In the example described above, the plate 50 provides hermetic closure of the internal shell 14 of the receptacle 2, preventing accidental emergence of gel 10.
In a variant embodiment that is not shown, the product 10 can be enveloped by a membrane in order to reduce the risk of leakage of product 10, for example in a situation where the transport case 1 was not held vertically.
One envisaged use of the transport case 1 will now be described, for transporting a substance such as a messenger ribonucleic acid vaccine.
The transport case 1 is first of all placed in cold storage so that the gel 10 reaches an initial temperature, typically a temperature of approximately 2° C.
The dilute vaccine is next introduced into syringes (not shown) conventionally including a body, an injection needle and a piston for ejecting the vaccine from the syringe via the needle.
Each filled syringe is housed in a case 60 (visible on FIG. 1) comprising in this example two half-shells made from plastics material.
It is preferred for each case 60 to comprise a member configured to hold the piston in the same position, in order to avoid movement thereof during transport.
Each case 60, housing a syringe thus filled, is inserted in a respective one of the cavities 56 of the storage structure 8 of the transport case 1.
The size of the cases 60 is adjusted to that of the cavities 56 in order to improve holding thereof in position in the pockets 52 of the solid structure 8, which also makes it possible to guide insertion thereof in the cavities 56. For example, the cases can have a cross-section identical to or at least at least partially complementary to those of the cavities 56.
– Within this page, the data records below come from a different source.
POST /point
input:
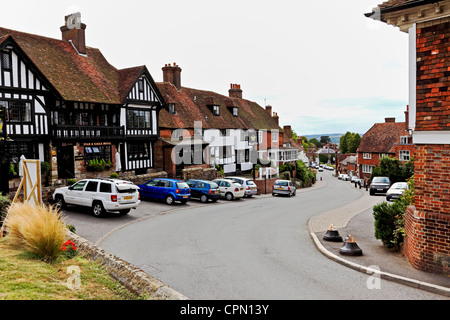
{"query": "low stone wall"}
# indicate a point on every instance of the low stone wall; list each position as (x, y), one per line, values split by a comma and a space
(133, 278)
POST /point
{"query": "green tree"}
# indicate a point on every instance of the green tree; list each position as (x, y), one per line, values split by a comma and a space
(324, 140)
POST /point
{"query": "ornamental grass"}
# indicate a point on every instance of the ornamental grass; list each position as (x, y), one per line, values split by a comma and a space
(39, 230)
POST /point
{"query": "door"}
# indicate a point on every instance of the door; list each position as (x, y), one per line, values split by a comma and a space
(65, 160)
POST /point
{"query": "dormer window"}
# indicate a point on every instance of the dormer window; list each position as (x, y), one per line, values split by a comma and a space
(6, 61)
(216, 110)
(172, 109)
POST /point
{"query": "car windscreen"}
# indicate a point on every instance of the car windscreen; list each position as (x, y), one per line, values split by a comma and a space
(380, 180)
(182, 185)
(214, 185)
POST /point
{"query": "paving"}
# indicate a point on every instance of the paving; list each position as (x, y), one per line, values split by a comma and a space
(356, 219)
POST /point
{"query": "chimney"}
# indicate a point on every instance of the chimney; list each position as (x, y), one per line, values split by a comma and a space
(74, 31)
(286, 133)
(407, 117)
(235, 91)
(275, 117)
(172, 74)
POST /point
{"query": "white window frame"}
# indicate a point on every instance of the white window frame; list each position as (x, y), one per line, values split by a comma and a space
(404, 155)
(367, 168)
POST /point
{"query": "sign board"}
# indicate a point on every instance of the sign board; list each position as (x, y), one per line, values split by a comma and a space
(31, 182)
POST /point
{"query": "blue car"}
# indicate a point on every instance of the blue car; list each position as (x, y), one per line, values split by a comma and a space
(204, 190)
(168, 190)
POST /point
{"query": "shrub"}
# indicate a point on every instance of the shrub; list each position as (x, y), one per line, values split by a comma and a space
(39, 229)
(114, 175)
(390, 218)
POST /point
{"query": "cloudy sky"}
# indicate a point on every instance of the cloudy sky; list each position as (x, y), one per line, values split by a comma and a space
(322, 65)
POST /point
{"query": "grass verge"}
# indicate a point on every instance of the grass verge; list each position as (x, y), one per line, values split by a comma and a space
(23, 276)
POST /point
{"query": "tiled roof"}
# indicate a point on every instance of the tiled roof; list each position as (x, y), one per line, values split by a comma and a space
(382, 137)
(88, 78)
(192, 105)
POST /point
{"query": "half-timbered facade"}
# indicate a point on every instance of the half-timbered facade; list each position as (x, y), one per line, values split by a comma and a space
(65, 104)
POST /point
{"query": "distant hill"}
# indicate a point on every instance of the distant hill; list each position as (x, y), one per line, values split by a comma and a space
(334, 137)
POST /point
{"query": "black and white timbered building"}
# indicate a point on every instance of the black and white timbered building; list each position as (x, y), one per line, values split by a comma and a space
(63, 103)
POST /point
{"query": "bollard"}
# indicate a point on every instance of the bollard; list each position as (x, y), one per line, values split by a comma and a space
(350, 248)
(332, 234)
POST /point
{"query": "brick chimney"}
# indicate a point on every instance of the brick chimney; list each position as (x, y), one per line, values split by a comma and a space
(275, 117)
(235, 91)
(286, 133)
(74, 31)
(172, 74)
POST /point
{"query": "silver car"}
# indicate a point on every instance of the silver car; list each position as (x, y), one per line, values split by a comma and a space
(250, 188)
(284, 187)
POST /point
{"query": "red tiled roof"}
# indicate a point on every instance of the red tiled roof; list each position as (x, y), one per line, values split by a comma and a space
(192, 105)
(88, 78)
(382, 137)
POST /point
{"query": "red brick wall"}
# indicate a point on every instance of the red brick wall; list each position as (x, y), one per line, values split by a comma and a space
(433, 77)
(427, 241)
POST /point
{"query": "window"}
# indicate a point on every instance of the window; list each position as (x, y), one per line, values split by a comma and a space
(216, 110)
(92, 186)
(6, 61)
(367, 169)
(138, 119)
(17, 111)
(172, 108)
(79, 186)
(404, 155)
(105, 187)
(137, 151)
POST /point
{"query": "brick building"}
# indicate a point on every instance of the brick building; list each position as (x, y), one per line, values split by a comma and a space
(387, 139)
(228, 131)
(66, 105)
(427, 241)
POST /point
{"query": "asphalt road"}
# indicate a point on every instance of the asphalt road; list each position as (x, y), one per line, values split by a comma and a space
(256, 248)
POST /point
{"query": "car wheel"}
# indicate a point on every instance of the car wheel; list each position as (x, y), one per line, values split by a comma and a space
(170, 200)
(97, 209)
(124, 212)
(60, 203)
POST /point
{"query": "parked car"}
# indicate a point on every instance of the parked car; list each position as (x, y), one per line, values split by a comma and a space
(204, 190)
(396, 190)
(249, 185)
(101, 195)
(284, 187)
(230, 189)
(379, 185)
(169, 190)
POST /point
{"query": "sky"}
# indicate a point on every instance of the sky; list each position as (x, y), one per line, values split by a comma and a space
(322, 65)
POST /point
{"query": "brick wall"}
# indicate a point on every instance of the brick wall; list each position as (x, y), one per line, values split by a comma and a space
(433, 77)
(427, 225)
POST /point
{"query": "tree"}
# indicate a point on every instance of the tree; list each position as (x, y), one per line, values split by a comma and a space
(349, 142)
(324, 140)
(315, 142)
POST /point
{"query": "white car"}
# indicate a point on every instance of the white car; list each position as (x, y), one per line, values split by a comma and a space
(230, 189)
(100, 195)
(396, 190)
(249, 185)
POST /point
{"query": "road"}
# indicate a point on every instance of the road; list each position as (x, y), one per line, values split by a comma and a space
(256, 248)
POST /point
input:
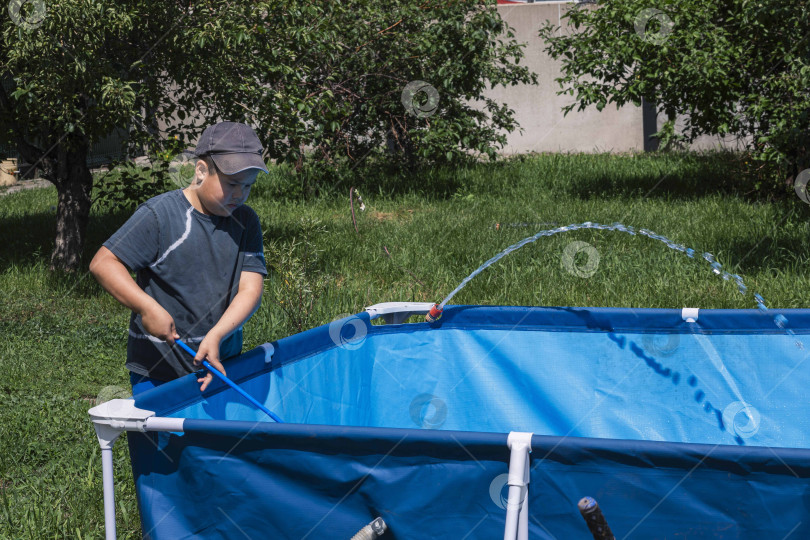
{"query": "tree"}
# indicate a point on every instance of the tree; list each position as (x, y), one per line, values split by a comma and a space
(346, 79)
(727, 68)
(81, 69)
(341, 79)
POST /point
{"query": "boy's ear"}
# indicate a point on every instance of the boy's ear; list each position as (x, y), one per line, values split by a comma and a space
(200, 173)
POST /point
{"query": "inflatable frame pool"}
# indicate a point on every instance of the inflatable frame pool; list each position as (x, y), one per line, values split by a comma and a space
(490, 422)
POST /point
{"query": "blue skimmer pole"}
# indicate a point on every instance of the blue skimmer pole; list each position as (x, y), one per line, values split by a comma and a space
(229, 382)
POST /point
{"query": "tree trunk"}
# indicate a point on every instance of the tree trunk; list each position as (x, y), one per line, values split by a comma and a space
(73, 185)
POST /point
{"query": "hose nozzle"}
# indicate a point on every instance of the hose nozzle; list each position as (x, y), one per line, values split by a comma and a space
(434, 314)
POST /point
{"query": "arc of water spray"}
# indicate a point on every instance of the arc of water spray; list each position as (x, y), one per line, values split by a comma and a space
(717, 268)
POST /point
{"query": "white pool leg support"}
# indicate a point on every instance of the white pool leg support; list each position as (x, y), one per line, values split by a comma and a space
(109, 420)
(517, 503)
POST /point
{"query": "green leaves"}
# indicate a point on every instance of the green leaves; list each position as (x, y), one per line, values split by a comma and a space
(736, 67)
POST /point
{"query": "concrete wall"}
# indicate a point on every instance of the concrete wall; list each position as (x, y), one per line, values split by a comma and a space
(538, 108)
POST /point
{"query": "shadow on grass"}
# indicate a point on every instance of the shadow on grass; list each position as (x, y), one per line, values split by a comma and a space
(27, 241)
(672, 176)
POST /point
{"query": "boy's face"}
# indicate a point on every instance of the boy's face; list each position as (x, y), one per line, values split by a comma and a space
(220, 194)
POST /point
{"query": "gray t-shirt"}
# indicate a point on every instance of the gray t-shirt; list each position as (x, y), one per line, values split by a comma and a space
(190, 263)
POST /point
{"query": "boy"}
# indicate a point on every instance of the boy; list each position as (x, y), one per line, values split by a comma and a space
(199, 263)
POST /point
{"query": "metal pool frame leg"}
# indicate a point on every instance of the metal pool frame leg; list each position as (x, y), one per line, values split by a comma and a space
(517, 504)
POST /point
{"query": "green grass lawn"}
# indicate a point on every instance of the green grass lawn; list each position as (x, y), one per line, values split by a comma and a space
(63, 339)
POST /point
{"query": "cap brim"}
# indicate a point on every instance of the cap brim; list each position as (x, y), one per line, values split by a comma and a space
(236, 163)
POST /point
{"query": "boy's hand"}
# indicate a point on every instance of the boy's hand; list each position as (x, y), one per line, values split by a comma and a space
(209, 350)
(159, 323)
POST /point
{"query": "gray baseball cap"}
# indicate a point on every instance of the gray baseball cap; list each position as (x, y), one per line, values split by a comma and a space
(234, 147)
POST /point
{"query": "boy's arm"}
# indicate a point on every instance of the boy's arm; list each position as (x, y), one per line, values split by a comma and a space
(244, 304)
(113, 275)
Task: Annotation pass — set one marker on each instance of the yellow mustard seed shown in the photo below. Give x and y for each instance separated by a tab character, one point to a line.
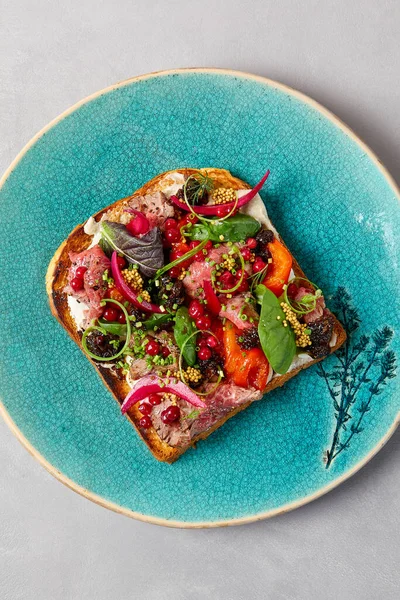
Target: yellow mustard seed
223	195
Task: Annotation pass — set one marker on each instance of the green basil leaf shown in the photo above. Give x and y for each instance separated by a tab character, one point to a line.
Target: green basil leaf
113	328
184	327
156	320
278	342
234	229
259	293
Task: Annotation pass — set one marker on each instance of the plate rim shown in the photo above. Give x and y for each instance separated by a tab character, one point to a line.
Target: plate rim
227	522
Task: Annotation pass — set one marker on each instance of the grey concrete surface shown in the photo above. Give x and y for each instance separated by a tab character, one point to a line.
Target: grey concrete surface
55	545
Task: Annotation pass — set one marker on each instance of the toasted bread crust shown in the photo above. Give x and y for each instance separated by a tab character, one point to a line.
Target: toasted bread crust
56	279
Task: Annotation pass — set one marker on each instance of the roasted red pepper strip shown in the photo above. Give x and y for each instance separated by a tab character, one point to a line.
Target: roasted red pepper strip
246	368
279	270
213	304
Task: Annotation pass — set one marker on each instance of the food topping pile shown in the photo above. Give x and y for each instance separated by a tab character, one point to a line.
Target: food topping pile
195	303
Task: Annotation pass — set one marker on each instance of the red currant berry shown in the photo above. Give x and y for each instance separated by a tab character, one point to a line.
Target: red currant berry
121	318
227	280
170	224
258	265
145	422
195	309
222	211
199	257
244	286
111	314
121	262
251	243
175	272
246	253
80	271
203	322
154	399
204	353
172	236
145	408
152	348
211	341
77	284
138	225
170	414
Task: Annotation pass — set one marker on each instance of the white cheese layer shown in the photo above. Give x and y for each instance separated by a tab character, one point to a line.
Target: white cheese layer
171	184
92	227
78	310
256	209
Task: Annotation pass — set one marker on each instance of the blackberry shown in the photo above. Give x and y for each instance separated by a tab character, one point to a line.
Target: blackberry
263	237
171	292
210	367
248	339
100	344
320	336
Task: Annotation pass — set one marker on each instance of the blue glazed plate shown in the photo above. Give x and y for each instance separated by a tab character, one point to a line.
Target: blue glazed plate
335	206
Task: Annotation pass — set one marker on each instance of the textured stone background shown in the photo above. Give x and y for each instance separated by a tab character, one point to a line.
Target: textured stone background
56	545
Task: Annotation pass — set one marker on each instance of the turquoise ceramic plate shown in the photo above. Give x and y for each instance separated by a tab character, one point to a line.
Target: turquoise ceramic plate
336	207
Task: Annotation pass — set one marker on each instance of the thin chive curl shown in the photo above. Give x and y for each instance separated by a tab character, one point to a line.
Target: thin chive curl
239	281
177	261
200	217
308	306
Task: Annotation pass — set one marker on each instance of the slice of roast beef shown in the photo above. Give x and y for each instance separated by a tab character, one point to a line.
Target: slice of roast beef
219	403
237	306
95	288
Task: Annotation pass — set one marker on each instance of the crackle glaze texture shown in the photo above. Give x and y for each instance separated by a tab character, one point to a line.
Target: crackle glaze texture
333	207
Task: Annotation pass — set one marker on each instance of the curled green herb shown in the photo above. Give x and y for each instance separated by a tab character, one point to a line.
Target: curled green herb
308	302
197	186
96	328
According to the invention, each case 60 is inserted in a respective cavity 56 of the storage structure 8 so that the needle of the syringe that it houses is oriented vertically upwards, i.e. in the direction of the lid 4, in order to avoid the vaccine emerging from the syringe under the action of the expansion of any air bubble present in the syringe.
The cases 60 and/or the cavities 56 can for this purpose comprise mistake-proofing.
Preferably, the transport case 1 is next placed in an isothermal bag anchored in vertical position in a vehicle such as a car for transport thereof to a vaccination site, for example at the home of the patient.
During such transport, the vaccine contained in the syringes is thus preserved firstly from vibrations by means of the gel 10 and the members 12 of the transport case 1 and, secondly, from ambient heat by means of the various thermal insulation means described above.
Naturally, numerous variants can be made to the above description without departing from the scope of the invention. For example, the transport case 1 can be equipped with a measurement and alert system (not shown) comprising for example a thermometer measuring the temperature of the gel 10 and/or a chronometer or a countdown and/or an alarm indicating for example a gel temperature located outside a range of allowable temperatures during a given period.
In a variant embodiment, not shown, the transport case 1 can comprise another receptacle similar to the receptacle 2 or different therefrom to store an additional quantity of vaccine and/or to store other substances or elements. In this context, the transport case 1 can comprise a member for coupling this other receptacle to the receptacle 2 described above and/or to other parts of the transport case 1.